Gereja secara keseluruhan adalah membawa umat manusia untuk berkumpul bersama
sebagai keluarga Allah1 . Seperti selayaknya sebuah keluarga, disini gereja digambarkan
memiliki keterkaitan hubungan antar anggotanya seperti hubungan satu sama lain dalam
keluarga sebagai saudara. Dengan baptisan air dan roh yang seturut dengan Firman Allah
(Yohanes 3:3) jemaat dilahirkan dengan pemberitaan injil yang menjadikan setiap jemaat
merupakan satu keluarga. Gereja disebut keluarga Allah, menunjukkan hubungan yang tidak
terpisahkan satu sama lain, tidak merasa asing antara satu dengan yang lain. Dalam keluarga,
anggota merasa terbebas dari tekanan, dan memiliki ikatan yang kuat.
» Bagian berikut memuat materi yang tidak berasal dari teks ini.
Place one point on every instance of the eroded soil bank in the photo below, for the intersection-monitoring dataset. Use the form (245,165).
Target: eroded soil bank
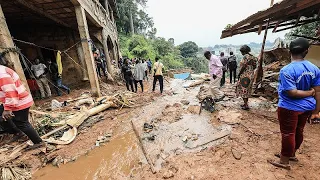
(181,148)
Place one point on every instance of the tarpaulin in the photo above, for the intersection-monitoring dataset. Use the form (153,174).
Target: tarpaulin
(59,63)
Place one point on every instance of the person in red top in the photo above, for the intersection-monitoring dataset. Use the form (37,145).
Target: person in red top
(16,101)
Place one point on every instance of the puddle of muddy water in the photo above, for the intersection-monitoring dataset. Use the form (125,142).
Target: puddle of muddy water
(114,159)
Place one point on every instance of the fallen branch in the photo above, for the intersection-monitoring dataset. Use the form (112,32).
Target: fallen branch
(248,129)
(143,149)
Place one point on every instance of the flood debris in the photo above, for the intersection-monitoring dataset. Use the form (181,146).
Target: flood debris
(103,139)
(152,168)
(14,172)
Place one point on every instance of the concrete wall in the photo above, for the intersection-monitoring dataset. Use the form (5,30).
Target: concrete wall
(314,55)
(56,38)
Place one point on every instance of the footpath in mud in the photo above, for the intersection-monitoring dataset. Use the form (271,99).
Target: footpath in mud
(181,144)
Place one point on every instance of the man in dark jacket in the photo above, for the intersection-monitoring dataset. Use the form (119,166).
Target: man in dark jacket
(224,62)
(232,64)
(56,77)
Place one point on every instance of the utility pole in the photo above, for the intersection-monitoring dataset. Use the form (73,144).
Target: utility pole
(131,22)
(260,69)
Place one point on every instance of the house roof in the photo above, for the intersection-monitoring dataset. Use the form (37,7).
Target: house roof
(281,16)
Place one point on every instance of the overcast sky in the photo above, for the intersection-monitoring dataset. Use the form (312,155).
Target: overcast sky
(202,21)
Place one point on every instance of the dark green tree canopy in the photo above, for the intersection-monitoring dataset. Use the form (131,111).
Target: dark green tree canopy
(309,30)
(188,49)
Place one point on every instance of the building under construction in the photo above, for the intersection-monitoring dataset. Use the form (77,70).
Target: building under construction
(33,29)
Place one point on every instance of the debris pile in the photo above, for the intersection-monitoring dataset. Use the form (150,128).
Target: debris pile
(59,128)
(274,60)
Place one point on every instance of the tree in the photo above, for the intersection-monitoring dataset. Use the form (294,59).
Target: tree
(162,46)
(131,19)
(138,46)
(309,30)
(188,49)
(171,40)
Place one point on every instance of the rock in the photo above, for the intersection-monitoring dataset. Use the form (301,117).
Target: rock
(185,139)
(185,102)
(226,99)
(55,104)
(236,154)
(176,105)
(194,109)
(168,174)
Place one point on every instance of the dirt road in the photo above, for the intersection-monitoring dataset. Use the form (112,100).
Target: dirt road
(253,137)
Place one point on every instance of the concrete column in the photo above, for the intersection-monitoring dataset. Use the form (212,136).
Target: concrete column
(106,51)
(82,63)
(7,42)
(88,56)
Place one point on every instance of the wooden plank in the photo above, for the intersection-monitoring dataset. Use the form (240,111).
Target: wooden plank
(37,10)
(88,56)
(7,42)
(106,51)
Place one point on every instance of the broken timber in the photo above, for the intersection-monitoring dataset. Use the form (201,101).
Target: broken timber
(143,149)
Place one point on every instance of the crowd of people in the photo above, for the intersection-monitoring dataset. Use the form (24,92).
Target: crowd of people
(40,75)
(136,70)
(299,92)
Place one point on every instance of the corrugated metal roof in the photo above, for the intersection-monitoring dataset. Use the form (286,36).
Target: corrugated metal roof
(287,13)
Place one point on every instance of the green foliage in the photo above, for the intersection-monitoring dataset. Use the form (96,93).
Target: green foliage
(171,56)
(309,30)
(142,23)
(188,49)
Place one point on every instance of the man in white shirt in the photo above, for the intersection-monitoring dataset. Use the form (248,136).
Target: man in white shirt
(215,71)
(145,66)
(40,71)
(157,70)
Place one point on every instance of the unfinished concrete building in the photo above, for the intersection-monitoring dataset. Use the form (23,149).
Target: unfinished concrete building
(39,28)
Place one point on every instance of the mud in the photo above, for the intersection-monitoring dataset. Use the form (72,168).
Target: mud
(251,138)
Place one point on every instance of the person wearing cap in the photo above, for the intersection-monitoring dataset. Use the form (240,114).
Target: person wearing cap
(246,75)
(299,98)
(216,72)
(40,70)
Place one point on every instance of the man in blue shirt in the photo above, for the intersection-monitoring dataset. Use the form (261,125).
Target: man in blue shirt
(299,98)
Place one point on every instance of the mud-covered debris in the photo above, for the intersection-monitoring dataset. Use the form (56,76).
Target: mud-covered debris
(57,161)
(194,109)
(170,172)
(103,139)
(236,154)
(185,102)
(147,127)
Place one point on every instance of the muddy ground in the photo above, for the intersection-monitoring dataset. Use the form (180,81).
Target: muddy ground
(253,137)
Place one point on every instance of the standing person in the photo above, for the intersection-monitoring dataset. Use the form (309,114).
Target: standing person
(246,75)
(299,83)
(127,74)
(149,65)
(157,68)
(215,71)
(232,65)
(56,77)
(224,62)
(16,102)
(40,70)
(104,62)
(139,74)
(145,67)
(99,64)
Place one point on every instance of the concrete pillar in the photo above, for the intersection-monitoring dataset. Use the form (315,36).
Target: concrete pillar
(7,42)
(88,56)
(82,63)
(106,51)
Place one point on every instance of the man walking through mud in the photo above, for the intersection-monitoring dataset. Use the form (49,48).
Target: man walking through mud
(158,76)
(299,98)
(215,71)
(15,104)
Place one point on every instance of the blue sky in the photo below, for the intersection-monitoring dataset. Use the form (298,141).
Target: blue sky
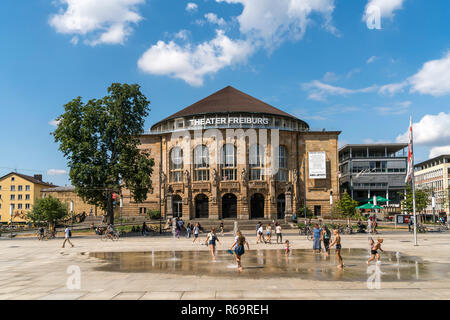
(316,59)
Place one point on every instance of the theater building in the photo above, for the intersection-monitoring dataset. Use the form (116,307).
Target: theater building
(232,156)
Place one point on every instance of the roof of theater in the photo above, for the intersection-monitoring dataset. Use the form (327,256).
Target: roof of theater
(229,100)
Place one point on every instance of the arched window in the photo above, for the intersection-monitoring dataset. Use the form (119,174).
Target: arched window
(282,174)
(176,164)
(201,163)
(228,162)
(256,162)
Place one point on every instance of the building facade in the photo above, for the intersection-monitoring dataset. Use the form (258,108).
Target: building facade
(368,170)
(233,156)
(434,175)
(18,193)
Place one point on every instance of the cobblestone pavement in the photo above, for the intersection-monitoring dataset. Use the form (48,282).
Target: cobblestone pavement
(32,269)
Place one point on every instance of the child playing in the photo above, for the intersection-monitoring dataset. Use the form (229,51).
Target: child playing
(374,247)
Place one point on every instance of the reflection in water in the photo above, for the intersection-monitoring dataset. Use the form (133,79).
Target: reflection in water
(301,264)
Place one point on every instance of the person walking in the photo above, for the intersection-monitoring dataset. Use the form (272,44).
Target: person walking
(196,231)
(326,235)
(67,235)
(211,242)
(238,248)
(188,230)
(317,238)
(374,247)
(260,236)
(278,233)
(269,233)
(337,242)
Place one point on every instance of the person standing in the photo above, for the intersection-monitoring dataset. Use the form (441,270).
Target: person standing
(67,235)
(196,231)
(239,249)
(260,237)
(326,235)
(269,233)
(278,232)
(211,241)
(317,237)
(188,230)
(337,242)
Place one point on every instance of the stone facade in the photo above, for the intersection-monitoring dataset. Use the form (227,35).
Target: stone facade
(297,144)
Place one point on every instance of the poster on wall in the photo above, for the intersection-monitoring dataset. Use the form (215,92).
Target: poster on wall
(317,165)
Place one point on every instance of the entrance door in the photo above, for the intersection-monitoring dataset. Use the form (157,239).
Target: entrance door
(201,206)
(229,206)
(281,206)
(177,204)
(257,206)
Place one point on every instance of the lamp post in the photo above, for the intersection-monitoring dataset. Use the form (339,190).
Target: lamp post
(433,205)
(71,211)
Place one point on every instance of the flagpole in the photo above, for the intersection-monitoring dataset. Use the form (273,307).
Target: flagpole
(413,184)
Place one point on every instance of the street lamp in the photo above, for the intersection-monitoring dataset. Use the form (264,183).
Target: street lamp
(71,211)
(433,205)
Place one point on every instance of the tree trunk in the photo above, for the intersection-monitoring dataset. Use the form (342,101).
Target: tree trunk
(109,210)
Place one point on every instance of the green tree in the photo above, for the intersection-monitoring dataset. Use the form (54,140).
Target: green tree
(49,210)
(347,206)
(100,140)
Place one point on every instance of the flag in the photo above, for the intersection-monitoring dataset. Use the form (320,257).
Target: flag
(410,170)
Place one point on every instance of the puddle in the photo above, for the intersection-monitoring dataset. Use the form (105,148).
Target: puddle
(301,263)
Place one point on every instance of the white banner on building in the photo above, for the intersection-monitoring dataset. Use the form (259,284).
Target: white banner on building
(317,165)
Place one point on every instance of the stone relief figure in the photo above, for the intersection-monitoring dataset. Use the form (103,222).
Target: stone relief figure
(187,177)
(163,178)
(215,177)
(244,176)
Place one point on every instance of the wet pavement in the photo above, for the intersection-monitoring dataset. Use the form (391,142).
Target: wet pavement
(263,264)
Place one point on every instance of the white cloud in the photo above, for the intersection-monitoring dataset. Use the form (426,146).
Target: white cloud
(393,88)
(192,63)
(371,59)
(212,18)
(433,78)
(437,151)
(431,130)
(53,123)
(330,77)
(320,91)
(274,21)
(191,7)
(56,172)
(386,7)
(99,21)
(379,141)
(397,109)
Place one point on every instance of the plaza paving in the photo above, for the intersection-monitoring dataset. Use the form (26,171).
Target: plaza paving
(32,269)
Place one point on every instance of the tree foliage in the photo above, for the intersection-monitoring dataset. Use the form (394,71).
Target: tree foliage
(100,140)
(347,206)
(49,210)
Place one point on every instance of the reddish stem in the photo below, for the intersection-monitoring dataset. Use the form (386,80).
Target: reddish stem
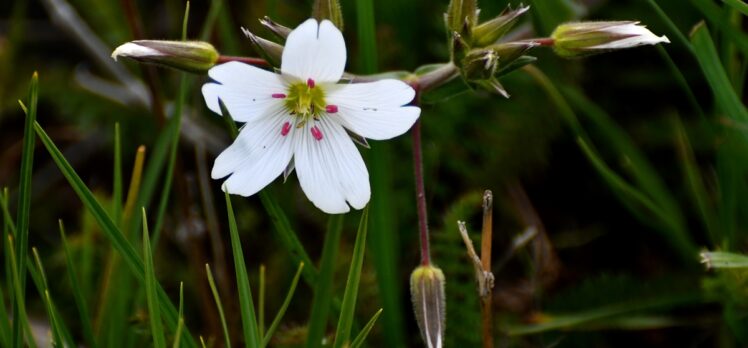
(248,60)
(423,226)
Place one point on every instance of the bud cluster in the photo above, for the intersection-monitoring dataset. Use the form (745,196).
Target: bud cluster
(477,49)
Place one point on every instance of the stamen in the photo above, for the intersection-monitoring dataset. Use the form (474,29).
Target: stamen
(285,129)
(316,133)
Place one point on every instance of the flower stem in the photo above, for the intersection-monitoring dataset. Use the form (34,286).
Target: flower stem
(423,227)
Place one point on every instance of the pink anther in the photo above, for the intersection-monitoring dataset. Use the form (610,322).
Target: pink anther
(286,128)
(316,133)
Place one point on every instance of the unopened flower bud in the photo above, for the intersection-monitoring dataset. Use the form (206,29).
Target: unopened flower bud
(280,31)
(192,56)
(271,51)
(586,38)
(490,31)
(328,9)
(427,295)
(461,16)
Salah satu makna Gereja yang mengubah hidup saya yaitu saat saya masih berumur 15
tahun saya sudah aktif di Gereja dan turut mengikuti kegiatan-kegiatan seperti seminar dan
melakukan pelayanan juga saat hari ibadah berlangsung. Saat itu hidup saya seperti anak kecil
yang hanya merasakan kegembiraan dan hati yang senang. Pada dasarnya saya memang sangat
menyukai menari dan bernyanyi, disisi lain jadwal latihan sangat padat sehingga kadang
berbenturan dengan jadwal sekolah saya tetapi saya terus taat akan pelayanan yang sudah
dijadwalkan meski saya tergolong masih muda. Saya pun ditetapkan menjadi ketua penugas
LCD, singer dll tetapi peran utama saya adalah penari Tamborine, acara besar seperti Natal dan
Paskah pun saya pasti tampil sampai kepada gereja-gereja di luar kota. Tetapi seiring
berjalannya waktu, bertambah usia juga saya jadi merasa sibuk akan dunia sendiri dan tidak
seaktif dahulu. Saya pun pindah ke gereja punya saudara saya karena mengikut keluarga,
disitu saya mulai dari 0, tidak ada tanggung jawab apa-apa hanya sebatas jemaat biasa, karena
kesibukan sekolah yang mulai serius sampai pada kuliah. Hidup saya memang berjalan terus
tetapi ada perubahan yang saya pikir mulai saya sadari, hidup saya kosong dan hampa
walaupun selalu ke Gereja setiap hari Minggu saja. Sangat berbeda ketika saya dulu sangat
aktif di Gereja bisa setiap hari ke Gereja untuk latihan dan kegiatan Gereja lainnya. Sekarang
saya menyadari arti dari Gereja yaitu bukan sekedar untuk beribadah lalu pulang, tetapi
kedekatan dengan Tuhan dan kesanggupan talenta yang kita miliki untuk kita persembahkan
pada Tuhan, karena kita tidak bisa dapat membalas kasih Tuhan yang luar biasa. Sekarang saat
saya sudah mengerti apa arti dari Gereja ,saya pun mulai mengajar Tamborine di Gereja
saudara saya, bagaimanapun caranya saya harus mengusahakan yang terbaik sama seperti di
Gereja lama yang saya dulu aktif. Saya harus memulai dan mencari berkat Tuhan lewat
panggilannya untuk mengajar Tamborine.
Terimakasih.

Referensi:
John Powell, SJ, Visi Kristiani – Kebenaran yang Memerdekakan Kita, Kanisius, Yogyakarta,
1997, hal. 192.
Laksmi Kusuma Wardani, Simbolisme Liturgi Ekaristi Dalam Gereja Katolik – Sebuah
Konsepsi dan Aplikasi Simbol, Dimensi Interior, Vol.4, No.1, Juni 2006, hal. 18.